着替える俺にじゃれつくように、様子を伺う目も。


「ちょっと飲んできたけど、腹は減ってるよ」


そんな俺の言葉に、溢れる笑顔も。



リビングのテーブルには、ラップが掛かったグラタンとスープ。

それを電子レンジに運ぶゆかり。

それから、冷えた缶ビール。


「今日もお疲れ様でした」


プルトップを開けて、乾杯を要求する仕草に、

思わず口元が緩んだ。



「ごめんな、遅くなって」


そう言いながら、隣に座るゆかりの髪を撫でる。


猫だったら、喉を鳴らす音が聴こえてきそうにうっとりした表情で、ゆかりが頭を振った。


「鍵が開く音が、今、一番好き」


目を細めてそんな事を言う。


「ケーキ、買ってきたから、食おう」


テーブルに置いたコンビニの袋ですら、今までに無かった、何か、大切なものに見えてくる。


「あ、そうだ」


電子レンジから電子音が聞こえて、ゆかりが立ち上がった隙に、寝室に置き去りにしてきた紙袋を回収するのも、

えらく新鮮な感覚がした。



「ゆかり」



テーブルに置いた皿から、熱そうにラップを外したゆかりが、座りながら振り返る。

突き出されたふたつの紙袋にキョトンとした顔をして、


「どしたの?」


と、紙袋を避けて、俺の顔を見た。


「お前のiQOSと、あと、スマホ」


「え。
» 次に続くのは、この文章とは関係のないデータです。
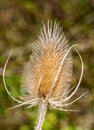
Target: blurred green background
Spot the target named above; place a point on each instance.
(20, 22)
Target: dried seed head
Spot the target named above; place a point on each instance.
(47, 75)
(47, 54)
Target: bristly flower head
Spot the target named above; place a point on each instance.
(47, 75)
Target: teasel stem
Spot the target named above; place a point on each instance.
(41, 114)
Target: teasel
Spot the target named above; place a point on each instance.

。。」


「一応、賃貸だし。iQOSのがいいかなーと思ったのと。

 俺、帰る時間決まってないからさ。携帯あった方がいいなって、ちょっと思って。今日みたく遅くなる時もあるから」


言い訳のように早口に言って、ゆかりの顔を伺う。


「。。。。。。」


無表情で、紙袋の中身をしばらく見つめてから、



「かずき、、、、、、」


ゆかりの細い腕が、


俺の身体を抱きしめた。



胸元で、ゆかりの小さな身体が震えている。


俺は、その身体を、両腕に閉じ込めた。



「かずき」



ゆかりが俺の名前を呼ぶ。



「ん?」



腕の中のゆかりのつむじに、唇を押し当てた俺に、



「だいすき」



首を捩って顔を上げて、


ゆかりが笑った。




その笑顔と目が合って、




「俺もだよ」




その小さな唇に、


自分の唇を、



押し当てていた。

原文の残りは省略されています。